OSHA and Post-Accident Drug Testing

The Federal Occupational Safety & Health Administration (OSHA) was created to enhance safety and health within the workplace. Unfortunately, they have gotten off-track and are now trying to use their regulatory powers to penalize employers for implementing programs that foster safety within the workplace.

Case in point… OSHA’s latest intrusion on employer’s post-accident drug and alcohol testing programs. In their infinite wisdom (not backup by any real world experience of course), they have decided that post-accident drug/alcohol testing somehow deters employees from reporting on-the-job injuries.

Forget the fact that comprehensive workplace drug and alcohol testing programs improve the safety culture and performance within a company.

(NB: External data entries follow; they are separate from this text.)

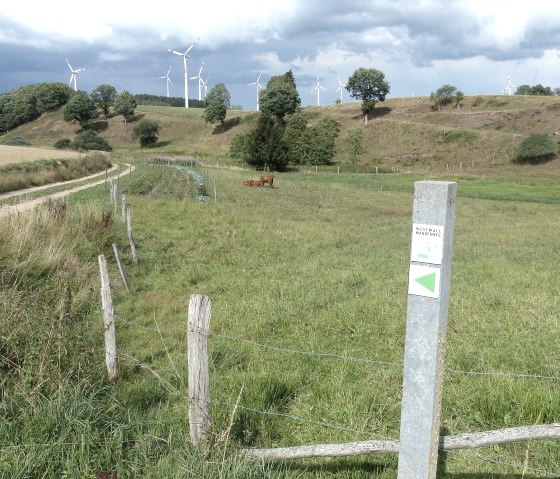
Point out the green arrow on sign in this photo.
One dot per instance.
(428, 281)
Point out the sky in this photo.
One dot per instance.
(419, 45)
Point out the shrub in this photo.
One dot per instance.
(88, 140)
(16, 141)
(536, 148)
(146, 131)
(63, 144)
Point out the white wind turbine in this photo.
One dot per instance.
(200, 82)
(168, 80)
(509, 86)
(205, 84)
(340, 87)
(185, 56)
(318, 88)
(259, 87)
(74, 74)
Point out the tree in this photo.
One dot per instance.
(146, 130)
(297, 137)
(265, 146)
(323, 137)
(536, 148)
(354, 144)
(280, 97)
(445, 95)
(80, 109)
(239, 147)
(51, 96)
(368, 85)
(217, 103)
(125, 104)
(104, 97)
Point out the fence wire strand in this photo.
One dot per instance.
(338, 356)
(521, 466)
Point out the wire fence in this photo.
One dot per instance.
(326, 355)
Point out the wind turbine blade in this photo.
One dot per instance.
(192, 45)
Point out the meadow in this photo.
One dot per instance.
(308, 284)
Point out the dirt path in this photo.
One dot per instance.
(6, 210)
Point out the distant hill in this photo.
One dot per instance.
(404, 133)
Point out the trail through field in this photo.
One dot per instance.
(6, 210)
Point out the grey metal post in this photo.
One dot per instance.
(433, 220)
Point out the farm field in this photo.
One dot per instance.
(19, 154)
(308, 284)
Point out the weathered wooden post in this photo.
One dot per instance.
(123, 207)
(433, 220)
(129, 232)
(111, 357)
(199, 377)
(121, 267)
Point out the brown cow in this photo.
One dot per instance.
(269, 179)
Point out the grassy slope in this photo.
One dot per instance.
(320, 264)
(405, 132)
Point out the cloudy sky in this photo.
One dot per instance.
(418, 44)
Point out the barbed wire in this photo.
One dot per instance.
(222, 402)
(342, 357)
(513, 466)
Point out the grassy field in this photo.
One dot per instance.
(19, 154)
(317, 265)
(403, 133)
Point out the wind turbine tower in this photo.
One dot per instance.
(259, 87)
(74, 75)
(509, 86)
(185, 56)
(168, 80)
(318, 88)
(340, 87)
(200, 82)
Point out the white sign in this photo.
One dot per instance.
(424, 280)
(427, 243)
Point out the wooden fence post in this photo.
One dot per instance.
(121, 266)
(433, 218)
(111, 357)
(199, 376)
(129, 231)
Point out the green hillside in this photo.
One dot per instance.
(404, 133)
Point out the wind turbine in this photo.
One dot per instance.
(509, 86)
(168, 80)
(340, 87)
(185, 56)
(259, 87)
(318, 88)
(200, 82)
(74, 74)
(205, 83)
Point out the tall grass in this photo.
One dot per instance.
(317, 264)
(19, 176)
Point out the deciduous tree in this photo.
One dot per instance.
(125, 105)
(217, 103)
(368, 85)
(104, 97)
(80, 109)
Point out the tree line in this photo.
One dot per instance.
(28, 103)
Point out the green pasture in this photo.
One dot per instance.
(308, 284)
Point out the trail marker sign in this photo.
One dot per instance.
(433, 216)
(424, 281)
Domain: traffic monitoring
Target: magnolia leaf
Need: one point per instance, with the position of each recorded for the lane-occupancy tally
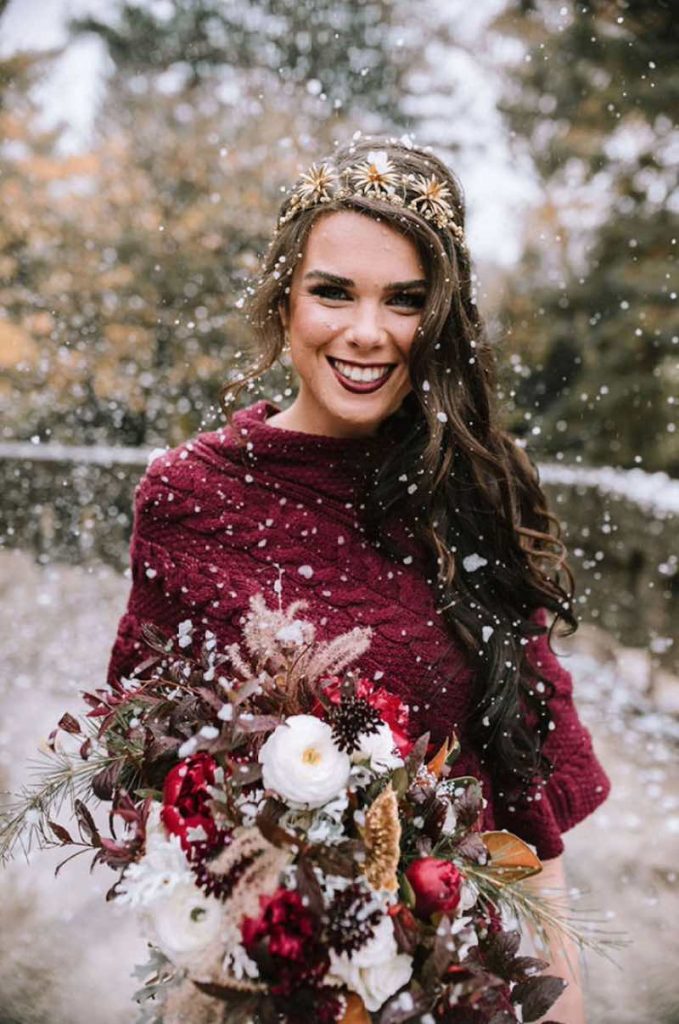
(416, 758)
(511, 858)
(86, 822)
(447, 754)
(399, 781)
(407, 891)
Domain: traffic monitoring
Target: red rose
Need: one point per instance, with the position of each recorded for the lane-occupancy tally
(436, 885)
(185, 800)
(288, 931)
(391, 709)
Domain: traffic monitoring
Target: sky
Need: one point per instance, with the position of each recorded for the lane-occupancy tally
(499, 188)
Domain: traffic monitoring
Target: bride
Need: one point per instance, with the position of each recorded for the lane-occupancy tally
(386, 494)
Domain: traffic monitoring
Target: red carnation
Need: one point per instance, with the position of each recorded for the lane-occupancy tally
(185, 803)
(391, 709)
(436, 885)
(286, 933)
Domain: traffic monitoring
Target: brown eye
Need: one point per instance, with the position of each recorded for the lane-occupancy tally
(329, 292)
(413, 300)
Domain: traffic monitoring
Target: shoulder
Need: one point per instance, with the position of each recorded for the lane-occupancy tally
(203, 472)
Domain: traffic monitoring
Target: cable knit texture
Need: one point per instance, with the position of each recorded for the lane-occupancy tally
(215, 521)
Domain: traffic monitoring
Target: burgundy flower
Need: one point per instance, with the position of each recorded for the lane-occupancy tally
(391, 709)
(185, 804)
(436, 885)
(284, 941)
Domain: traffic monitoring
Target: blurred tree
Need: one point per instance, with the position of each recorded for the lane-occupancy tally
(597, 358)
(343, 49)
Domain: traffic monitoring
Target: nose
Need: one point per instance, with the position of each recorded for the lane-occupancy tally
(367, 326)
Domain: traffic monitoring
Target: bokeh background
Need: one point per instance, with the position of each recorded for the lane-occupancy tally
(142, 151)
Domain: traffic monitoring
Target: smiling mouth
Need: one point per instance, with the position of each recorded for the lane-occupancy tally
(361, 375)
(359, 381)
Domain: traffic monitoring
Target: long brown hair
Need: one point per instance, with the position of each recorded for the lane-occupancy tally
(477, 493)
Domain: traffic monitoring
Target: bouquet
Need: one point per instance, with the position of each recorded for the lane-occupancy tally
(294, 853)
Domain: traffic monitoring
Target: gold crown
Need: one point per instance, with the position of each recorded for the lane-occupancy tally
(378, 178)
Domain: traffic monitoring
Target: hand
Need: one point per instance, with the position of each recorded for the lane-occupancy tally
(563, 953)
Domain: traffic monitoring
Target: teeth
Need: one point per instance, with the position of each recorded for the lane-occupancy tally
(358, 375)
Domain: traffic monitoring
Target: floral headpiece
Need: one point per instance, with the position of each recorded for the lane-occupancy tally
(376, 177)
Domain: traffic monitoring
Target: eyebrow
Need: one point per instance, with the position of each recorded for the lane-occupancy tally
(334, 279)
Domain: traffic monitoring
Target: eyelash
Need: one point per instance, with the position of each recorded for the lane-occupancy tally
(415, 299)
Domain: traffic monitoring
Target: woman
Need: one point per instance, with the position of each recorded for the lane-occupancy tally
(385, 495)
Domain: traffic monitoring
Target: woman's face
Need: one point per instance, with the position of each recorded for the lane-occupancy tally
(356, 296)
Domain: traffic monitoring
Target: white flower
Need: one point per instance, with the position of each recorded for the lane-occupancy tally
(291, 633)
(185, 922)
(301, 762)
(380, 748)
(375, 971)
(162, 868)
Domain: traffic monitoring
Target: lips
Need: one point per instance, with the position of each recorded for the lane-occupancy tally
(357, 387)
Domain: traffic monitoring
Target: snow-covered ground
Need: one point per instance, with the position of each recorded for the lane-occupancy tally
(66, 955)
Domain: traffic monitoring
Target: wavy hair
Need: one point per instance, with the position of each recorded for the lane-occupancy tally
(477, 492)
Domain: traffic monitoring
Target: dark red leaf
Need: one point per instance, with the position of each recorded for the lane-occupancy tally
(69, 723)
(536, 995)
(61, 834)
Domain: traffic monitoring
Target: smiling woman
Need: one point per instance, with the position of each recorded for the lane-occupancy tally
(355, 302)
(386, 495)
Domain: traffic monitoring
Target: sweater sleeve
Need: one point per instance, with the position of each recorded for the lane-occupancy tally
(578, 784)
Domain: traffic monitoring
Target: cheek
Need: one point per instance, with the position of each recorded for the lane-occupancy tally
(313, 325)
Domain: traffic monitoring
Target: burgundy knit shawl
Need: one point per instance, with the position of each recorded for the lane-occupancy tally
(213, 524)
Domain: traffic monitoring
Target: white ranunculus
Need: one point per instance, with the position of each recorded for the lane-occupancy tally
(375, 971)
(163, 866)
(381, 750)
(185, 922)
(302, 763)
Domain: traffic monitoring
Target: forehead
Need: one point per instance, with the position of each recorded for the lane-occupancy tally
(352, 241)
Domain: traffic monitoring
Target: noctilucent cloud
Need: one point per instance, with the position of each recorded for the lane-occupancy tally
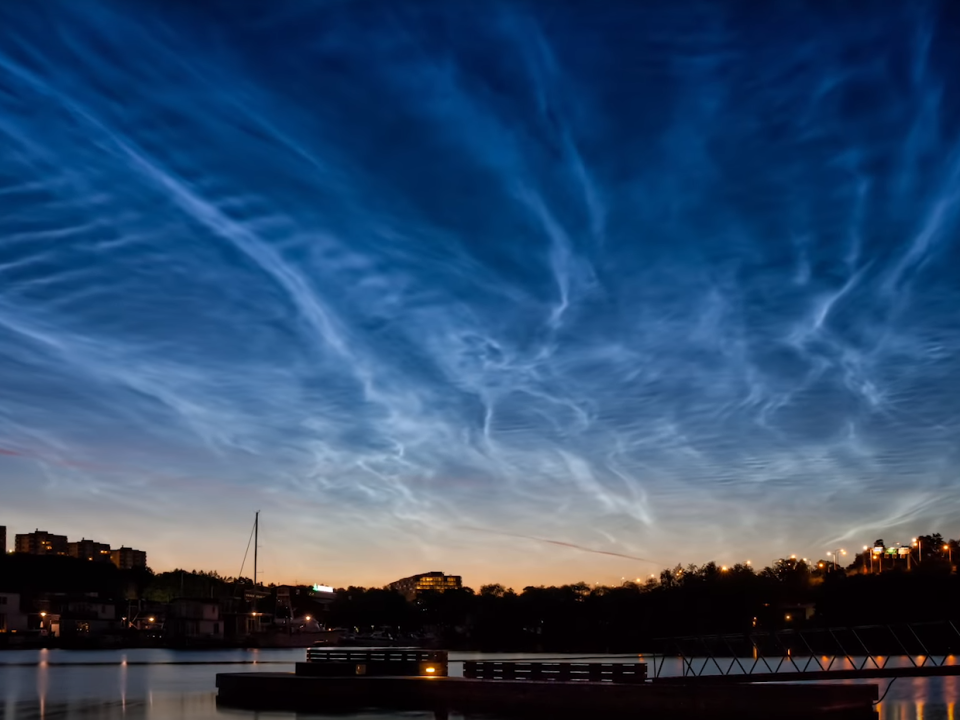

Forget the fact that another federal agency,  SAMHSA (Substance Abuse & Mental Health Services Administration), has reported that 70% of all drug users are employed, that they are 3.6 times more likely to be involved in a workplace accident and 5 times more likely to file a worker’s compensation claim than non-users. Yes, forget all the facts regarding the safety benefits (especially to the individual worker) of workplace drug and alcohol testing programs and instead regulate quality employers based on the baseless perceptions and beliefs of bureaucrats. No facts allowed!

The good news is that there are some organizations that have the guts to stand up to the federal government. In this case, it was the AGC (Associated General Contractors), who took OSHA to task and got them to back off some of their ridiculous guidance on recordkeeping and reporting rules. Although OSHA has tempered its stance on this issue, don’t think this issue is behind us.

Keep in mind:

  • Make sure your Workplace Drug & Alcohol Testing policy and program clearly defines the circumstances when post-accident testing will be conducted. You can’t have a broad or general testing provision, you must have specific criteria.
  • Don’t deviate from your policy and program provisions when conducting post-accident testing.
  • If there are multiple employees involved in an accident, be sure to test all of them.
  • OSHA says it will not issue citations under the rule for post-incident drug testing conducted in accordance with state workers’ compensation laws—whether drug testing under the law is mandatory or voluntary.

OSHA notes that drug testing employees whose injury could not possibly have arisen from any particular incident, like muscular skeletal disorders (e.g., tendonitis), would likely violate the rule and may result in the employer being cited.

Hopefully this really bad idea will just fade away, and OSHA will get out of employer’s way in making their workplaces safer for all employees.